Variation of G, Λ₍₄₎ and Vacuum Energy From Brane-World Models

In brane-world theory in five dimensions, the bulk metric is usually written in gaussian coordinates, where $g_{4\mu} = 0$ and $g_{44} = - 1$. However, the choice $g_{44} = - 1$ is an external condition, not a requirement of the field equations. In this paper we study the consequences of having $g_{44} = \epsilon \Phi^2$, where $\epsilon = \pm 1$ and $\Phi$ is a scalar function varying with time, $\dot{\Phi} \neq 0$. This varying field entails the possibility of variable fundamental physical "constants". These variations are different from those predicted in scalar-tensor and multidimensional theories. We solve the five-dimensional equations for a {\em fixed} brane and use the brane-world paradigm to determine the fundamental parameters in the theory, which are the vacuum energy $\sigma$, the gravitational coupling $G$ and the cosmological term $\Lambda_{(4)}$. We present specific models where these physical quantities are variable functions of time. Different scenarios are possible but we discuss with some detail a model for which $\dot{G}/G \sim H$ and $\Lambda_{(4)} \sim H^2$, which seems to be favored by observations. Our results are not in contradiction to previous ones in the literature. In particular, to those where the brane is described as a domain wall moving in a static $Sch-AdS$ bulk.
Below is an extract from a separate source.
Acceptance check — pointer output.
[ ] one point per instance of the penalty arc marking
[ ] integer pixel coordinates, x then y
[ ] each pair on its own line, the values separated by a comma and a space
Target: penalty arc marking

Indeed these latter models in RS scenarios describe the same spacetime as other solutions (with fixed brane) in gaussian coordinates with $\dot{\Phi} = 0 $. We conclude that the introduction of a time-varying $\Phi$ in brane-world theory yields a number of models that show variation in the fundamental physical "constants" and exhibit reasonable physical properties.